Ancien assistant parlementaire de Jean-Marie Le Pen à Bruxelles, Pierre Malinowski est aujourd'hui sur le point de faire une découverte archéologique de premier plan en Russie. Il pense avoir localisé la tombe d'un général proche de Napoléon, mort en 1812, pendant la campagne russe.

Pierre Malinowski en mai 2018
Pierre Malinowski en mai 2018 © AFP / Irina Kalashnikova / Sputnik

Un mystère de plus de 200 ans est peut-être sur le point d'être résolu en Russie. Une équipe d'archéologues franco-russe pense avoir retrouvé la dépouille d'un général français, Charles Étienne Gudin de la Sablonnière, mort en 1812, durant la campagne russe de Napoléon. À l’origine de cette découverte exceptionnelle, il y a un personnage peu ordinaire. Un certain Pierre Malinowski, ancien légionnaire de 32 ans et, un temps, membre du Front national (devenu Rassemblement national).

Une carrure d'athlète, le cheveu ras, il intègre le Front national en 2014. Proche de Jean-Marie Le Pen, il prend sa carte d'adhérent et se retrouve propulsé au Parlement européen, en tant qu'assistant parlementaire du fondateur du parti et d'Aymeric Chauprade.

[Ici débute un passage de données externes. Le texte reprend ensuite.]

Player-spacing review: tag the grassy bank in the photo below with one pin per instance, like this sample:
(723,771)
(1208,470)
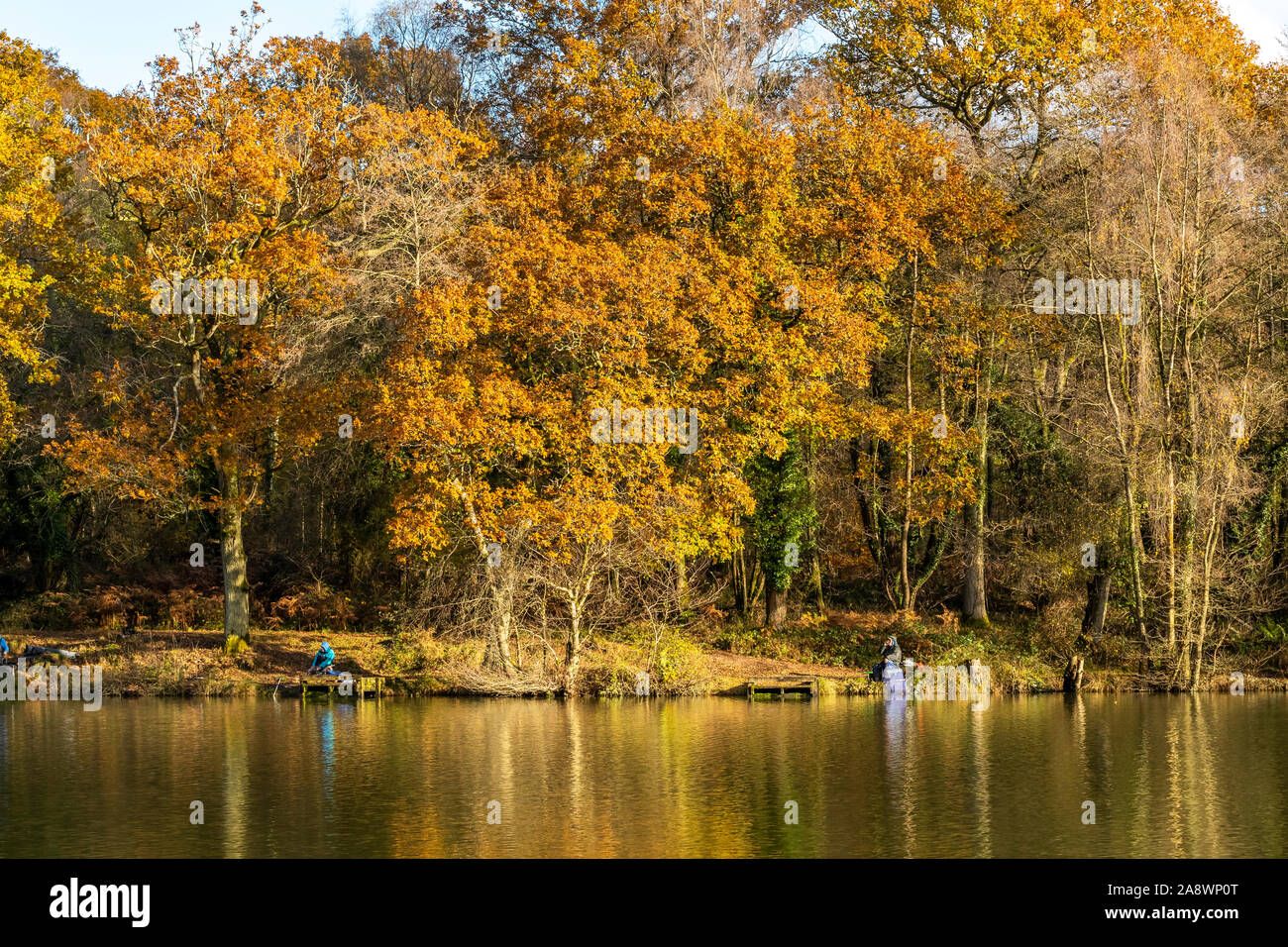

Il multiplie les missions à l'étranger, notamment en Russie, où il noue des relations.

Impliqué dans l'affaire "Air Cocaïne"

Pierre Malinowski est aussi connu pour avoir joué un rôle dans l'évasion des deux pilotes français condamnés à 20 ans de prison dans l'affaire "Air Cocaïne". En août 2015, il fait partie du commando qui exfiltre de République Dominicaine, à bord d'une vedette, Bruno Odos et Pascal Fauret, tous deux arrêtés deux ans plus tôt par les unités de la section anti-drogue à bord d’un jet privé avec 26 valises contenant 700 kilos de cocaïne. Le 2 septembre 2015, Pierre Malinowski reconnait sur France 2 explique avoir participé à cette exfiltration par "solidarité militaire".

Deux ans après avoir adhéré au Front national, il quitte la formation politique avec qui il assure avoir aujourd'hui pris ses "distances"

Président de la Fondation franco-russe des initiatives historiques

Historien de formation, Pierre Malinoswki retourne à ses premières amours. Il s'installe à Moscou en 2017 et va acquérir sa notoriété en mettant au jour les restes d'un soldat du corps expéditionnaire russe de la Première guerre mondiale en France, ce qui va lui permettre de rencontrer Vladimir Poutine au Centre culturel russe de Paris, lors d'une visite du président russe, quelques jours plus tard.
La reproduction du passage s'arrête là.